NASA is sounding the alarm over several incoming space rocks, one of which is due to pass within a third of the distance between the Earth and the moon.
To kick things off amid yet another rocky month for Earth and its asteroid hunters, on Tuesday, asteroid 2009 PQ1, measuring 110 meters in diameter, will come within 4.1 million kilometers of Earth. This will be followed just days later by asteroid 2020 OL4 (diameter: 37m) at a distance of 3.6 million km, on Saturday August 8.
But wait, there’s more! The end of August will see another flurry of asteroidal activity, with three space rocks, ranging in size from a family car to a passenger plane, will skim past us.
On August 23 and 26, 2020 FA1 (19m) and 2016AH164 (3.9m) will fly past the earth at distances seven and six million kilometers respectively. All perfectly safe.
However, on September 1, 2011 ES4 (28m) will pass between us and the moon at a risky 121,000 kilometers, or roughly a third of the distance between us and the moon (384,400 km).
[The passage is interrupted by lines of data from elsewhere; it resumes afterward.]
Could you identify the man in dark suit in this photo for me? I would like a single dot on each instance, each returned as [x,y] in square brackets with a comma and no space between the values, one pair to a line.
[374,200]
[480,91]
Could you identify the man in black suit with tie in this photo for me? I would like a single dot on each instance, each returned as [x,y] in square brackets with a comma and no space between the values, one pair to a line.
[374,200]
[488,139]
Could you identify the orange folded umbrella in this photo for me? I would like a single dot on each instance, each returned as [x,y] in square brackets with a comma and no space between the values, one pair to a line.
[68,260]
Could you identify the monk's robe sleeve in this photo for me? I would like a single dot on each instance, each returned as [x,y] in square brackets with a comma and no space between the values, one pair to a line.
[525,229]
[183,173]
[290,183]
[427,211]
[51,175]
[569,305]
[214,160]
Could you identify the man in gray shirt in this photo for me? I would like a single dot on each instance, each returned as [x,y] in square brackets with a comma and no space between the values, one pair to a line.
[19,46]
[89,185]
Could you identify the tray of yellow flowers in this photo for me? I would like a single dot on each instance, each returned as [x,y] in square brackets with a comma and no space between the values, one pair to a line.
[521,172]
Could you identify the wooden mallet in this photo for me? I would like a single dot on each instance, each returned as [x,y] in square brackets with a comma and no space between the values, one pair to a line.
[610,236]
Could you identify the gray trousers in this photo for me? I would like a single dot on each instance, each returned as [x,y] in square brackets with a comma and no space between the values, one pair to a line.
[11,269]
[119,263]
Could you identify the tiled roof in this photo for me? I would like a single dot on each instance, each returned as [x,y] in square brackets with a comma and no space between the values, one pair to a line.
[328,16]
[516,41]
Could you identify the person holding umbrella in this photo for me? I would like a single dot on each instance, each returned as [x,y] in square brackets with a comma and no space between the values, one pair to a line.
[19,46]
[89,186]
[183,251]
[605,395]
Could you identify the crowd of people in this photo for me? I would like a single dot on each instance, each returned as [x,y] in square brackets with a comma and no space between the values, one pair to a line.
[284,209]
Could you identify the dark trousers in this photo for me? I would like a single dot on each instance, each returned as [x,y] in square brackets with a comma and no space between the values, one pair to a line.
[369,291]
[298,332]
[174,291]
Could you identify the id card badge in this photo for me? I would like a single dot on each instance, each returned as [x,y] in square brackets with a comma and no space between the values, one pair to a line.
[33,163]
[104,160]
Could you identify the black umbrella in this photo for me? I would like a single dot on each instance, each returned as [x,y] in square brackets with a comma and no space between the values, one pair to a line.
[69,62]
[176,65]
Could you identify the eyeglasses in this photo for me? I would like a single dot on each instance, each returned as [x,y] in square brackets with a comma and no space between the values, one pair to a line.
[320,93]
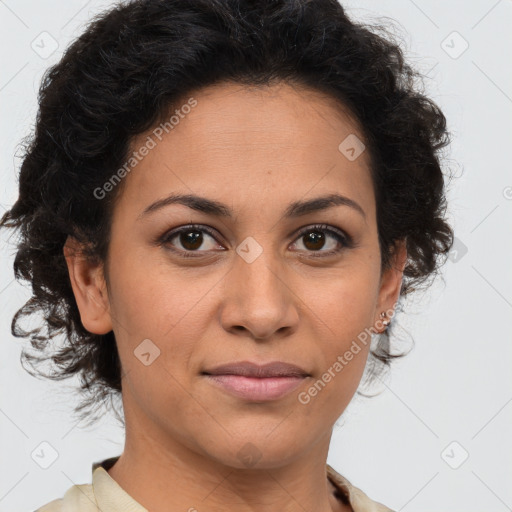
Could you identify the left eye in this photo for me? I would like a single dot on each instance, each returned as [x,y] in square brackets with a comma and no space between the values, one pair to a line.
[312,238]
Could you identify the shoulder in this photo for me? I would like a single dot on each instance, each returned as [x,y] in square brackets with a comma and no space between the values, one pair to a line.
[79,498]
[358,500]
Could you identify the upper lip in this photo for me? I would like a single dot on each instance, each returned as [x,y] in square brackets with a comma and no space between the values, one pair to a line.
[248,369]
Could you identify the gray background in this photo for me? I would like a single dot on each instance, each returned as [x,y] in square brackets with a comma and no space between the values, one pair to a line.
[449,398]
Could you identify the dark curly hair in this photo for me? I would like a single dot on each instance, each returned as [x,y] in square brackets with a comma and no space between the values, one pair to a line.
[125,73]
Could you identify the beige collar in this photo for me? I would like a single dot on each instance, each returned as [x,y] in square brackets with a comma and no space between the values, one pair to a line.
[111,497]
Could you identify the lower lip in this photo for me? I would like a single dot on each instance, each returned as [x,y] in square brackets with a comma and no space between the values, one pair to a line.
[260,389]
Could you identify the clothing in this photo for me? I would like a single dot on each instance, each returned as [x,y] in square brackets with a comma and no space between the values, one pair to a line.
[106,495]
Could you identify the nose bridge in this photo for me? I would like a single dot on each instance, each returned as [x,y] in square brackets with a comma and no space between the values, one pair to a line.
[257,269]
[258,298]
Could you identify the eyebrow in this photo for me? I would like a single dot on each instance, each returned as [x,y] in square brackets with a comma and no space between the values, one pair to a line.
[294,210]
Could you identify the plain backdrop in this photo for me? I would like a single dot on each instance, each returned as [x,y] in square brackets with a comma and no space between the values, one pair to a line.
[435,438]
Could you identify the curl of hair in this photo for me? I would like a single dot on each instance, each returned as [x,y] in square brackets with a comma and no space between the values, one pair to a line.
[130,67]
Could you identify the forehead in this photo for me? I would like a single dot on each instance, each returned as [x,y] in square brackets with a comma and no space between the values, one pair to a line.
[280,141]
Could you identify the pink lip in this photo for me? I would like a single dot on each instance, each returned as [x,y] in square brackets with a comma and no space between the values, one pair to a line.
[256,389]
[248,369]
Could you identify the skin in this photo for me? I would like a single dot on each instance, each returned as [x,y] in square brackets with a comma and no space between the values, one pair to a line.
[256,150]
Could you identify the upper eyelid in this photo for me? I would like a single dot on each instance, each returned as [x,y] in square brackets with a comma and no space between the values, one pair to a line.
[169,235]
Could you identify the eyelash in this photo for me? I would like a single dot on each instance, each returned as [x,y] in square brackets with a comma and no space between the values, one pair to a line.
[345,240]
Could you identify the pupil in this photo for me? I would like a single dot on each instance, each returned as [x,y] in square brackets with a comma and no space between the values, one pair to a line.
[187,239]
[316,238]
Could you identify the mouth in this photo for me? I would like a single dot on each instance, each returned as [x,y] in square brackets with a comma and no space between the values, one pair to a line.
[254,382]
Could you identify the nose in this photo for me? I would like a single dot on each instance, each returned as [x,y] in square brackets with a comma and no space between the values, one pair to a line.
[258,299]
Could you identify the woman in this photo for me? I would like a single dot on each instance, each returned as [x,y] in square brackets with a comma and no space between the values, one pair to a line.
[221,207]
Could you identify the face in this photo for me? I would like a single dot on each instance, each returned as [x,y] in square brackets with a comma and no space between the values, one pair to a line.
[261,280]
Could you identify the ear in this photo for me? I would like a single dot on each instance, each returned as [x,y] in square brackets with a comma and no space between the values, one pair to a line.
[89,288]
[391,280]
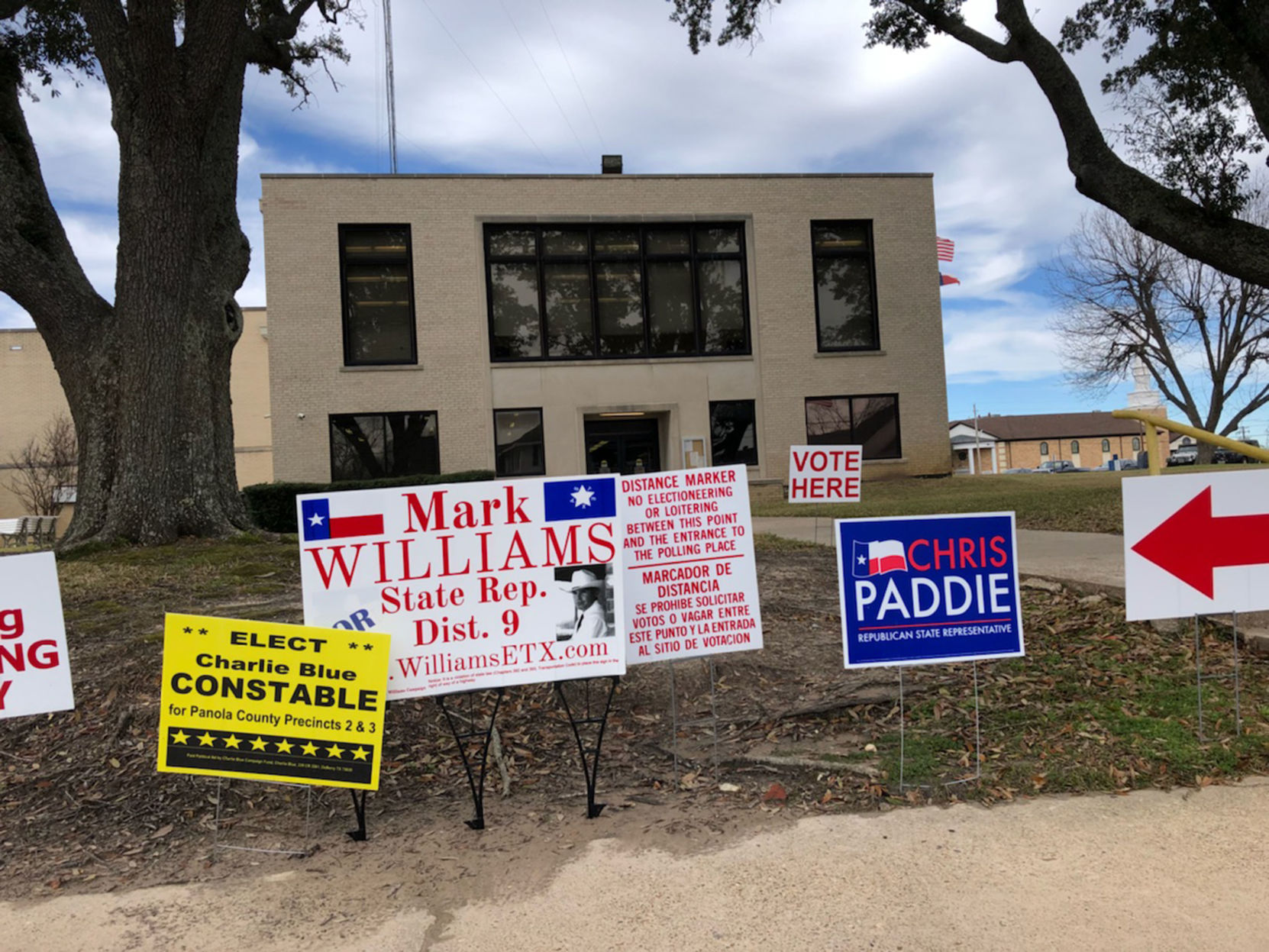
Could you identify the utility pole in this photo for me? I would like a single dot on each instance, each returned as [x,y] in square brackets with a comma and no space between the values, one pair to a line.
[391,82]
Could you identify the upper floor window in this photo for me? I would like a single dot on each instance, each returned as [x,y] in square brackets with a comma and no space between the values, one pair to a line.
[845,299]
[379,295]
[732,433]
[563,292]
[373,446]
[518,446]
[870,421]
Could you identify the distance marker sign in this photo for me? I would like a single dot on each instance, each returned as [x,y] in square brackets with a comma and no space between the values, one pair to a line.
[272,702]
[928,588]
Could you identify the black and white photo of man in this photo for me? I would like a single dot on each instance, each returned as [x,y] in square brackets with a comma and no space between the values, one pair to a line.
[590,617]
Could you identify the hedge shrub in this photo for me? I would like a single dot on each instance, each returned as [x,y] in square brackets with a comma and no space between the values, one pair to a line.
[272,505]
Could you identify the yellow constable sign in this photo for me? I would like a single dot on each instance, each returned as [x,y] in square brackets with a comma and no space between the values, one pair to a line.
[273,702]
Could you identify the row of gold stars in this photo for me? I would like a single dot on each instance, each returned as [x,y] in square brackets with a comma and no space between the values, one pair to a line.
[285,747]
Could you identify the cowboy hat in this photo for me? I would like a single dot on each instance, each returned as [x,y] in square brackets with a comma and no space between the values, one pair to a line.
[583,579]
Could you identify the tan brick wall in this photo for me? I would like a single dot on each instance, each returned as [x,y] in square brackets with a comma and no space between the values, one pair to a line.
[456,377]
[32,396]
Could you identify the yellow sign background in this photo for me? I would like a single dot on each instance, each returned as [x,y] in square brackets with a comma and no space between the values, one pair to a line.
[273,702]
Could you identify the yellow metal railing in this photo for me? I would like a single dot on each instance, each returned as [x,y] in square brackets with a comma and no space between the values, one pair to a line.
[1173,427]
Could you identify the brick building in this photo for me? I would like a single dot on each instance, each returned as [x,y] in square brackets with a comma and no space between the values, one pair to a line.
[560,324]
[34,398]
[1088,440]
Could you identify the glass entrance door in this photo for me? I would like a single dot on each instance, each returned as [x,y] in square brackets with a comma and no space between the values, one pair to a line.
[623,446]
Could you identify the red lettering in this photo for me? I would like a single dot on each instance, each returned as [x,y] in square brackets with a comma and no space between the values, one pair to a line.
[912,557]
[328,572]
[435,511]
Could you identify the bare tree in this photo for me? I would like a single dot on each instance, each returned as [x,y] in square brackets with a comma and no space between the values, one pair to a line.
[45,466]
[1202,334]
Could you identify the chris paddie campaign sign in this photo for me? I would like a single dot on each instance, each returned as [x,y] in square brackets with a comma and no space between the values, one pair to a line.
[471,579]
[928,588]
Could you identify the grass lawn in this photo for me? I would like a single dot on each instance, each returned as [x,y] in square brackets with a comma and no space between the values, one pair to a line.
[1077,502]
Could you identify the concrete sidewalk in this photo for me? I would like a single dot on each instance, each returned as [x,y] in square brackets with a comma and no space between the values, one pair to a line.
[1088,559]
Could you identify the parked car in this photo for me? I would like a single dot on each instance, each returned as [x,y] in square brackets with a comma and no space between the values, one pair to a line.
[1058,466]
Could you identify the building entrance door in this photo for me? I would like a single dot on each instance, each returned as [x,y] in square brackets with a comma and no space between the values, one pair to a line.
[623,446]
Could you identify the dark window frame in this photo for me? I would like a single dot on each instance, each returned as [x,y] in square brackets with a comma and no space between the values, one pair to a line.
[753,408]
[343,292]
[542,425]
[385,414]
[899,428]
[870,254]
[642,258]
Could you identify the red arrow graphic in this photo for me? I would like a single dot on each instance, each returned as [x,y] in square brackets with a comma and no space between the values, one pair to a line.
[1190,542]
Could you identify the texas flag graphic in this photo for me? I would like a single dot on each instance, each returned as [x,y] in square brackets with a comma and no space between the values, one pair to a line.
[320,524]
[583,498]
[877,557]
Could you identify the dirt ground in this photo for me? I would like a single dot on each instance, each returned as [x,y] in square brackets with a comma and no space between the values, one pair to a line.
[99,850]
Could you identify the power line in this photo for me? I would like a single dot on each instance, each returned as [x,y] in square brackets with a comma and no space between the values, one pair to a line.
[458,46]
[546,82]
[603,147]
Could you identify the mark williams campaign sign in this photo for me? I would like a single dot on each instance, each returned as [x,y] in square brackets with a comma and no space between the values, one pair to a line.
[480,584]
[928,588]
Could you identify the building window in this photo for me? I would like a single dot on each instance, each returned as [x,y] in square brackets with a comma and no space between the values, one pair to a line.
[560,292]
[376,446]
[845,297]
[870,421]
[518,448]
[732,433]
[379,295]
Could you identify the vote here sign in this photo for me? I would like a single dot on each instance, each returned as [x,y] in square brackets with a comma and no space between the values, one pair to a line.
[480,584]
[825,474]
[34,670]
[928,588]
[690,582]
[272,702]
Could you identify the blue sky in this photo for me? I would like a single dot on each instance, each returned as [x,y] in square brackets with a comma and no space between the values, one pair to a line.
[548,86]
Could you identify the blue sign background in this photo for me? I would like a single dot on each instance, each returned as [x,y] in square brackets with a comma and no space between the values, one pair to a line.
[937,564]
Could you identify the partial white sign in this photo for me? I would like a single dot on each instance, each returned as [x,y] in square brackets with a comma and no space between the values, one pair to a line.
[1196,544]
[480,584]
[34,670]
[690,578]
[828,474]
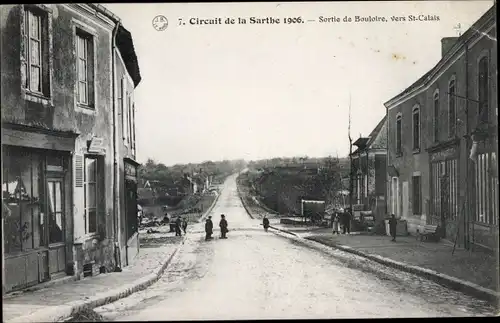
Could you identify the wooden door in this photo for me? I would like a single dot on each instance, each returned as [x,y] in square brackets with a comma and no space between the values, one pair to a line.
[56,223]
Too close for comfort, by many people’s standards, but still far enough away that it is unlikely to impact the orbit of any man-made satellites in High Earth Orbit (35,786 km and beyond).
These close flybys serve as yet another reminder that our planetary defenses need to be bolstered, ahead of more serious threats in future, for example Asteroid 29075 1950.
According to previous simulations by scientists at the University of California, Santa Cruz (USCS), if 29075 1950 were to strike Earth, it could generate tsunami waves 120m high across the Atlantic, obliterating the eastern seaboard of the US and wreaking havoc across the pond as well.
The one-kilometer-wide Near-Earth Object (NEO) and Potentially Hazardous Asteroid (PHA) has a roughly one-in-300 probability of striking Earth on March 16, 2880.
Researchers narrowed down a possible impact site that most closely aligned with Earth’s rotational position at the time of the potential impact, 360 miles off the coast of the US in the Atlantic ocean.
Were it to hit, it would generate a 60,000-megaton blast, blowing a cavity 17 kilometers across in the seafloor 4.8 km below the surface of the ocean.
Just two hours after impact, 120-meter waves would strike Cape Cod while, four hours after impact, the east coast would still be bombarded by aftershock waves of at least 60m in height.
It would take roughly eight hours for the tsunami waves to reach Europe, by which point they would dissipate to just 15 meters in height.
NASA calculates that 29075 1950 has a 50 percent higher risk of impact than the next greatest threat between now and the year 3000.
However, calculations are being updated all the time, with the latest round to be conducted after the rock’s next flyby on February 5, 2021. We can only hope that future generations will be better prepared to fight off the space-rock scourge, or that they won’t need to at all.